タイミング攻撃|情報処理安全確保支援士試験 令和5年春期午前Ⅱ 問11

出典:令和5年春期 午前Ⅱ 問11 分野:セキュリティ / 情報セキュリティ対策
サイドチャネル攻撃の手法であるタイミング攻撃の対策として,最も適切なものはどれか。
  • ア:演算アルゴリズムに処理を追加して,秘密情報の違いによって演算の処理時間に差異が出ないようにする。
  • イ:故障を検出する機構を設けて,検出したら秘密情報を破壊する。
  • ウ:コンデンサを挿入して,電力消費量が時間的に均一になるようにする。
  • エ:保護層を備えて,内部のデータが不正に書き換えられないようにする。
解説

タイミング攻撃は、暗号処理などにかかる時間の違いを観測し、秘密鍵やパスワードなどの秘密情報を推測するサイドチャネル攻撃です。

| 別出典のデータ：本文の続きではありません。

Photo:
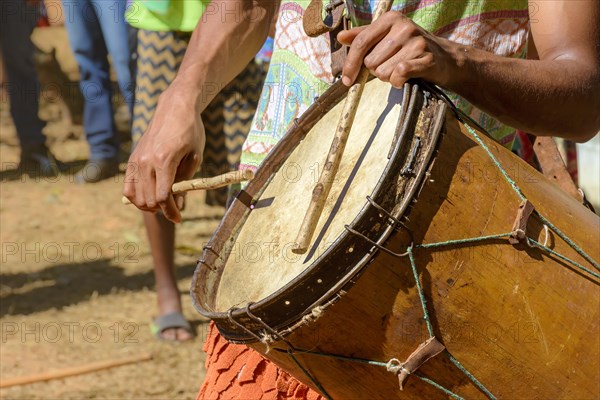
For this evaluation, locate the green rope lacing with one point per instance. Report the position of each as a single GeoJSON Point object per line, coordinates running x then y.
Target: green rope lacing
{"type": "Point", "coordinates": [364, 361]}
{"type": "Point", "coordinates": [423, 300]}
{"type": "Point", "coordinates": [522, 198]}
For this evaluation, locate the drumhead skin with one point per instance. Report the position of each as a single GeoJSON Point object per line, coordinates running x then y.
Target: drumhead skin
{"type": "Point", "coordinates": [261, 261]}
{"type": "Point", "coordinates": [425, 254]}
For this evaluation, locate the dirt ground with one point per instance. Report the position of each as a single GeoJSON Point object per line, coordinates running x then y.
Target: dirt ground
{"type": "Point", "coordinates": [76, 282]}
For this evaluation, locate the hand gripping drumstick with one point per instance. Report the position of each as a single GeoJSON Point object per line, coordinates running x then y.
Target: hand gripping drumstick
{"type": "Point", "coordinates": [332, 162]}
{"type": "Point", "coordinates": [214, 182]}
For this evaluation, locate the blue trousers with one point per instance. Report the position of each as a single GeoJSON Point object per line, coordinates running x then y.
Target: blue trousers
{"type": "Point", "coordinates": [17, 20]}
{"type": "Point", "coordinates": [97, 28]}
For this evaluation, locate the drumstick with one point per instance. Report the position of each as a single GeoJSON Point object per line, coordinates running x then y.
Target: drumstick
{"type": "Point", "coordinates": [74, 371]}
{"type": "Point", "coordinates": [214, 182]}
{"type": "Point", "coordinates": [332, 162]}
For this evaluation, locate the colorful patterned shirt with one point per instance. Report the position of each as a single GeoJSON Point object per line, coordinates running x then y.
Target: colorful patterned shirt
{"type": "Point", "coordinates": [300, 67]}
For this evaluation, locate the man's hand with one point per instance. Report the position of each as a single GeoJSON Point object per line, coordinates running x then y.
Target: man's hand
{"type": "Point", "coordinates": [396, 49]}
{"type": "Point", "coordinates": [170, 151]}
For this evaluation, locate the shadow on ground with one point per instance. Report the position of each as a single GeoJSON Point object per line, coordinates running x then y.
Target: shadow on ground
{"type": "Point", "coordinates": [63, 285]}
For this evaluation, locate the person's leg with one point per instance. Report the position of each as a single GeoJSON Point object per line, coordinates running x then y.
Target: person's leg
{"type": "Point", "coordinates": [152, 79]}
{"type": "Point", "coordinates": [16, 26]}
{"type": "Point", "coordinates": [161, 235]}
{"type": "Point", "coordinates": [115, 32]}
{"type": "Point", "coordinates": [87, 43]}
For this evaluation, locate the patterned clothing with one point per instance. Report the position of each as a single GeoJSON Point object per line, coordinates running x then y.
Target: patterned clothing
{"type": "Point", "coordinates": [300, 67]}
{"type": "Point", "coordinates": [226, 119]}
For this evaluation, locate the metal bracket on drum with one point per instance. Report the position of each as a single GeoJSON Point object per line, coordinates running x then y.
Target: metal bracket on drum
{"type": "Point", "coordinates": [519, 228]}
{"type": "Point", "coordinates": [426, 351]}
{"type": "Point", "coordinates": [408, 168]}
{"type": "Point", "coordinates": [270, 333]}
{"type": "Point", "coordinates": [397, 223]}
{"type": "Point", "coordinates": [203, 261]}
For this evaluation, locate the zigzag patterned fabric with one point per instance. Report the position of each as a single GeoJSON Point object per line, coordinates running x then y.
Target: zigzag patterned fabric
{"type": "Point", "coordinates": [300, 68]}
{"type": "Point", "coordinates": [227, 118]}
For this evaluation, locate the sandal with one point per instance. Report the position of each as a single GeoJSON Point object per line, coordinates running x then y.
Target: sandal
{"type": "Point", "coordinates": [170, 321]}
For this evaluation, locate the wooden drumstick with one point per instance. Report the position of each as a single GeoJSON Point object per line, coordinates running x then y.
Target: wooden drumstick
{"type": "Point", "coordinates": [214, 182]}
{"type": "Point", "coordinates": [74, 371]}
{"type": "Point", "coordinates": [332, 162]}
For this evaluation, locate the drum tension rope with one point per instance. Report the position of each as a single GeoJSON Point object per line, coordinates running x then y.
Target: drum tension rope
{"type": "Point", "coordinates": [432, 346]}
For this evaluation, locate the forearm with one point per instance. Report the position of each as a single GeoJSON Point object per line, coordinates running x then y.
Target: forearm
{"type": "Point", "coordinates": [224, 41]}
{"type": "Point", "coordinates": [558, 97]}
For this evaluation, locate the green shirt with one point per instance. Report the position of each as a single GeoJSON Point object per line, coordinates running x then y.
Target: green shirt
{"type": "Point", "coordinates": [165, 15]}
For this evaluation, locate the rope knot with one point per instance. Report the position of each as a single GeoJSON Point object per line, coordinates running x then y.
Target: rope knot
{"type": "Point", "coordinates": [395, 366]}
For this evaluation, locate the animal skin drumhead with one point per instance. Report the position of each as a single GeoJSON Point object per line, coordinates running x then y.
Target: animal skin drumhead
{"type": "Point", "coordinates": [261, 261]}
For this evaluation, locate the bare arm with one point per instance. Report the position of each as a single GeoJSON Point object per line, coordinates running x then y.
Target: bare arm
{"type": "Point", "coordinates": [557, 95]}
{"type": "Point", "coordinates": [224, 41]}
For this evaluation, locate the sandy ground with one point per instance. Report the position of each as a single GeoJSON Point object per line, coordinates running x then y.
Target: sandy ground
{"type": "Point", "coordinates": [76, 282]}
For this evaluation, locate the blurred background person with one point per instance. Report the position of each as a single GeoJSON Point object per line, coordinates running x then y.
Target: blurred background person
{"type": "Point", "coordinates": [164, 30]}
{"type": "Point", "coordinates": [97, 28]}
{"type": "Point", "coordinates": [18, 18]}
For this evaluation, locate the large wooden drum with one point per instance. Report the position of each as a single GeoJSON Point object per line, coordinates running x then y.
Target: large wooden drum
{"type": "Point", "coordinates": [442, 263]}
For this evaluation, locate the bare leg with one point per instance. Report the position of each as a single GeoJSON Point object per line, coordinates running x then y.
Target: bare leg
{"type": "Point", "coordinates": [161, 235]}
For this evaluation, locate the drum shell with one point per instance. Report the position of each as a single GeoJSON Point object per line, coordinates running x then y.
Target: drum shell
{"type": "Point", "coordinates": [522, 322]}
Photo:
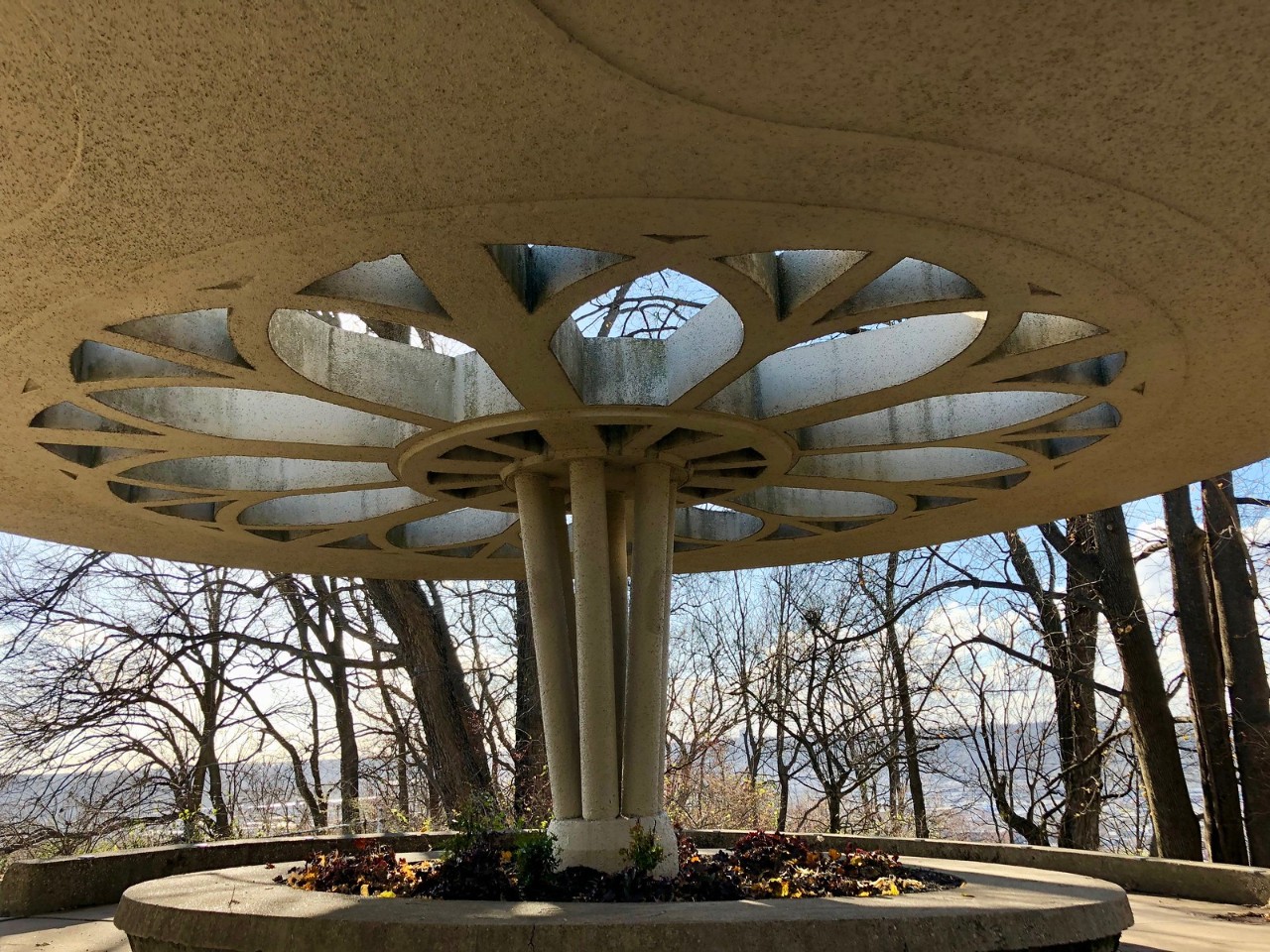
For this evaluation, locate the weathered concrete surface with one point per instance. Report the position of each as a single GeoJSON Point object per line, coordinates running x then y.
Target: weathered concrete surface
{"type": "Point", "coordinates": [1030, 191]}
{"type": "Point", "coordinates": [1160, 925]}
{"type": "Point", "coordinates": [1000, 907]}
{"type": "Point", "coordinates": [70, 883]}
{"type": "Point", "coordinates": [1211, 883]}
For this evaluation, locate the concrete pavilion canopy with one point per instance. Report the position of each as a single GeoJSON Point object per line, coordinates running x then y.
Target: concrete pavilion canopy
{"type": "Point", "coordinates": [970, 270]}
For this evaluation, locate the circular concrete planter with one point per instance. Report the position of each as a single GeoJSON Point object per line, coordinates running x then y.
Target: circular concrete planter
{"type": "Point", "coordinates": [1000, 909]}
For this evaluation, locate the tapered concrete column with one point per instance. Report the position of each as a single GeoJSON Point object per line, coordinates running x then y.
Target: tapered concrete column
{"type": "Point", "coordinates": [649, 622]}
{"type": "Point", "coordinates": [541, 532]}
{"type": "Point", "coordinates": [597, 710]}
{"type": "Point", "coordinates": [619, 571]}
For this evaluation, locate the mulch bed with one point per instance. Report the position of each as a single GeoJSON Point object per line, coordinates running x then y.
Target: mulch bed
{"type": "Point", "coordinates": [521, 866]}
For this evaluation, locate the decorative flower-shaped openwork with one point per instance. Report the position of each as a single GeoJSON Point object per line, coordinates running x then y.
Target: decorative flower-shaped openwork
{"type": "Point", "coordinates": [825, 391]}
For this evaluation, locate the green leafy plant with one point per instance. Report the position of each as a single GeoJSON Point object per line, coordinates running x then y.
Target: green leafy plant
{"type": "Point", "coordinates": [644, 853]}
{"type": "Point", "coordinates": [476, 824]}
{"type": "Point", "coordinates": [536, 864]}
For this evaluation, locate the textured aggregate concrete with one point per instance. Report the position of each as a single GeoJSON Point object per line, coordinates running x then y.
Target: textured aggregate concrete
{"type": "Point", "coordinates": [997, 907]}
{"type": "Point", "coordinates": [1102, 163]}
{"type": "Point", "coordinates": [1160, 925]}
{"type": "Point", "coordinates": [50, 885]}
{"type": "Point", "coordinates": [1213, 883]}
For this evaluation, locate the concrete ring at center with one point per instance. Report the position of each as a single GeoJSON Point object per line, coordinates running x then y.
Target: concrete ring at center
{"type": "Point", "coordinates": [998, 909]}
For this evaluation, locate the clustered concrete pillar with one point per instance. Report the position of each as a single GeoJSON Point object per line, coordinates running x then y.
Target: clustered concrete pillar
{"type": "Point", "coordinates": [602, 649]}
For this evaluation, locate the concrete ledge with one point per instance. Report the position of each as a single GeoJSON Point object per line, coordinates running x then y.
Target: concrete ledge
{"type": "Point", "coordinates": [1000, 909]}
{"type": "Point", "coordinates": [32, 888]}
{"type": "Point", "coordinates": [1210, 883]}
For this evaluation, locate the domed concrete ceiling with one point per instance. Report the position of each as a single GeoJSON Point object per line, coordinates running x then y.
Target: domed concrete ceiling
{"type": "Point", "coordinates": [309, 289]}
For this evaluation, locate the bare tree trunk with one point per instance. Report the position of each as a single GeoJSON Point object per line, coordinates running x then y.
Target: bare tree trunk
{"type": "Point", "coordinates": [908, 724]}
{"type": "Point", "coordinates": [531, 794]}
{"type": "Point", "coordinates": [445, 711]}
{"type": "Point", "coordinates": [1074, 710]}
{"type": "Point", "coordinates": [1151, 721]}
{"type": "Point", "coordinates": [1223, 820]}
{"type": "Point", "coordinates": [1082, 819]}
{"type": "Point", "coordinates": [1245, 662]}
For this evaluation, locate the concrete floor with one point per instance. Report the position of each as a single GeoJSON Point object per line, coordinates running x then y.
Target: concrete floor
{"type": "Point", "coordinates": [1162, 925]}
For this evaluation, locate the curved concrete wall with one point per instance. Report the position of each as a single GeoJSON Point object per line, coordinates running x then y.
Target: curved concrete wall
{"type": "Point", "coordinates": [1211, 883]}
{"type": "Point", "coordinates": [31, 888]}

秘密情報の値によって条件分岐や演算回数が変わると、処理時間に差が出ることがあります。その差を攻撃者に利用されないように、秘密情報の違いによって処理時間に差異が出ないようにすることが有効です。

したがって、が適切です。

❌他選択肢が誤りの理由
イ:故障を検出する機構を設けて,検出したら秘密情報を破壊する。
⇒故障利用攻撃(フォルトアタック)への対策です。故障注入攻撃などへの対策としては有効ですが、処理時間の差から秘密情報を推測するタイミング攻撃への直接的な対策ではありません。
ウ:コンデンサを挿入して,電力消費量が時間的に均一になるようにする。
⇒電力解析攻撃への対策です。電力消費量の変化を読み取られにくくする効果はありますが、タイミング攻撃は処理時間の差を利用するため、対策の観点が異なります。
エ:保護層を備えて,内部のデータが不正に書き換えられないようにする。
⇒物理的な改ざんを防ぐ耐タンパ性の対策です。内部データの不正な書換え防止には有効ですが、処理時間の差から秘密情報を推測するタイミング攻撃への直接的な対策ではありません。
TSUNAGARU-ADVICE

まず押さえたいこと

タイミング攻撃は、処理結果そのものではなく、処理にかかる時間の違いから秘密情報を推測する攻撃です。

迷ったときの判断軸

対策では、秘密情報の値によって処理時間に差が出ないようにすることが重要です。演算アルゴリズムに処理を追加して時間差をなくす方法は、処理時間から秘密情報を推測されにくくするため、タイミング攻撃への対策になります。

科目Bにつなげるために

科目Bでは、サイドチャネル攻撃について、何を観測して秘密情報を推測するのかを切り分ける力が問われます。タイミング攻撃は処理時間、電力解析は電力消費、故障利用攻撃は異常動作を手掛かりにするため、攻撃者が利用する副次的な情報に注目して整理しましょう。